Publication date: 8 October 2024

DOI: https://doi.org/10.14324/111.9781800085909

Number of illustrations: 15

Creative Commons Attribution-NonCommercial 4.0 International License

Reconnoitring Russia

Mapping, exploring and describing early modern Russia, 1613-1825

Denis J. B. Shaw (Author)

Like many European countries during the Great Age of Discovery and Exploration, Russia embarked on policies of state building, exploration and imperial expansion. At the beginning of the fourteenth century, the territory under Moscow’s control was about twenty thousand square kilometres. By 1800 Russia’s empire had expanded to some eighteen million square kilometres. Russia had thus become one of the world’s greatest empires.

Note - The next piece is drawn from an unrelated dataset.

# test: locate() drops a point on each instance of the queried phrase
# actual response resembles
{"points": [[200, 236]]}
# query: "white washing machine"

By focusing on such geographical practices as exploring, observing, describing, mapping and similar activities, Reconnoitring Russia seeks to explain how Russia’s rulers and its educated public came to know and understand the territory of their expanding state and empire, especially as a result of the modernizing policies of such sovereigns as Peter the Great and Catherine the Great. It places the Russian experience into a comparative context, showing how that experience compares with those of other European countries over the same period. The book adopts a broad chronological framework, exploring the age between 1613 when the Romanov dynasty assumed power and 1825, the conclusion of Alexander I’s reign, or what is often termed the end of the ‘long eighteenth century’.